A avaliação/satisfação com o espaço comercial e da experiência é mais positiva em espaços com música familiar/agradável. Por exemplo, North e Hargreaves reportaram que em restaurantes e cafés, quanto mais familiarizados estiverem os clientes com a música que está a ser reproduzida, melhor a avaliação da experiência. Isto deve-se ao fator feel good – a criação de sentimentos positivos em resposta á atmosfera do espaço comercial. Hui et al. (1997) defendem que reproduzir música com a qual os consumidores estão familiarizados é como se fosse adicionado uma componente extra ao serviço/experiência em loja.

O fit musical tem efeitos positivos na vertente afetiva dos consumidores. Wilson (2003) enfatizou a importância do fit entre a música ambiente e o tipo de espaço comercial/ tipo de experiencia, uma vez que o fit certo tem um impacto positivo na avaliação feita pelos consumidores. Esta autora reportou que os consumidores avaliam os restaurantes com fraco fit como sendo menos sofisticados ou mais “foleiros” do que os restaurantes com um fit adequado.

Relativamente ao nível de popularidade da música, Petruzzellis et al. (2014) descobriram que o efeito de músicas populares pode variar. Se por um lado pode ter um efeito positivo, através do “recognition effect” em que os consumidores associam memórias positivas às músicas e as transpõem para a sua experiência em loja. Por outro lado, a reprodução pode acionar um sentimento de overexposure nos consumidores que já ouviram “demasiadas” vezes a música num curto espaço de tempo, logo sentem-se saturados.

O efeito das dimensões preferenciais da música na vertente funcional do comportamento dos consumidores

O estudo de Yalch e Spangenberg (1990) demonstrou o impacto positivo da familiaridade/agrado da música ambiente na vertente funcional do comportamento dos consumidores. Ficou comprovado que a reprodução de música ambiente familiar aos consumidores resulta em experiências em média 3 minutos mais longas. Contudo, este efeito é mediado pela variável “altura do dia” – consumidores que vão ás compras pela manhã têm tendência a ser mais mais objetivos e purposeful do que os consumidores de final de tarde ou fim de semana.

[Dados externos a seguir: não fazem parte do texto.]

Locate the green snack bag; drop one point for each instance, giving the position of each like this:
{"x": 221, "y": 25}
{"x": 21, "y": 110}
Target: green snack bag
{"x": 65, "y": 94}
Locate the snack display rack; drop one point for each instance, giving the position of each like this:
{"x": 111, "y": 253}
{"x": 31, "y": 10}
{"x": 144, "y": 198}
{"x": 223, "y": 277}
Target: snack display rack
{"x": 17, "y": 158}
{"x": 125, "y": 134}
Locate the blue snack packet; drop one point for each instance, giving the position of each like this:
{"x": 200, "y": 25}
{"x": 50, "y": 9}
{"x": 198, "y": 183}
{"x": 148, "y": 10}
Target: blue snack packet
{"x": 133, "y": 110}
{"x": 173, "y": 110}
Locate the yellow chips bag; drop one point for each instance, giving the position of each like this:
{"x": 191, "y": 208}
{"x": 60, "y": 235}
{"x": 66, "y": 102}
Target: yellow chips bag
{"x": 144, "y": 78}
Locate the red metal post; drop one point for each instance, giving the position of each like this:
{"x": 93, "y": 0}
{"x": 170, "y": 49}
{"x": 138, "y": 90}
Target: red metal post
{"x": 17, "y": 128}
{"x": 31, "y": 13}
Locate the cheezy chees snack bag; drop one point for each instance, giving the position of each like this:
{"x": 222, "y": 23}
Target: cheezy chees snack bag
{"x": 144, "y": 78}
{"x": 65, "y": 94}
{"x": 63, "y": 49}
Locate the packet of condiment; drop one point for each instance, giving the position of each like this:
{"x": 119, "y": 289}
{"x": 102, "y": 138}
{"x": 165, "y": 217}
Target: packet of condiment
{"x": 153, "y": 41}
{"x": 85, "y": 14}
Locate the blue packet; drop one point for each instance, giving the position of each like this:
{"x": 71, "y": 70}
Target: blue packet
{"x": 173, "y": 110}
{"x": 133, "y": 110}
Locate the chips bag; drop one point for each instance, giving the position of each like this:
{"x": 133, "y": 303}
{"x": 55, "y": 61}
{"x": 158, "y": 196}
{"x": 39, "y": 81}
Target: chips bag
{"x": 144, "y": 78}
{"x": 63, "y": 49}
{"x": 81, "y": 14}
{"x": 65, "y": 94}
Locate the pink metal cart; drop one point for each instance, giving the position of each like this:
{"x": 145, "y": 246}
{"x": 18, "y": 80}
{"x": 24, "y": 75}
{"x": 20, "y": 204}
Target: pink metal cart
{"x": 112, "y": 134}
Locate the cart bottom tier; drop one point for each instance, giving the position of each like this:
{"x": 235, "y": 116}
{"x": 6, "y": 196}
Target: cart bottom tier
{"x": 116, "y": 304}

Caldwell e Hibbert estudaram o mesmo efeito mas para restaurantes e comprovaram que os consumidores ficam em média mais 15 minutos no restaurante quando estão a ouvir música que lhes é familiar. O impacto pode ser mais significativo em espaços comerciais em que os consumidores estão parados (ex: estar á mesa num restaurante, VS comprar roupa)

No que diz respeito ao impacto no volume de vendas, estudos comprovam a existência de um efeito positivo no comportamento dos consumidores, especialmente em bares e restaurantes, onde os clientes pediram mais bebidas em bares com música familiar. O mesmo se verifica em relação á intenção de compra, que também é positivamente influenciado em vários cenários como em lojas de retalho.

Vida et al. (2007), demonstrou que o fit musical entre a música ambiente e o conceito de um restaurante influencia positivamente o comportamento dos consumidores. Em lojas de retalho, estes autores também demonstraram que os consumidores permanecem em média mais 22 minutos em loja.

A popularidade da música tem efeitos mistos no comportamento dos clientes. Por um lado, também faz prolongar as experiências em loja, porem não ficou comprovado que resulta em maiores volumes de venda.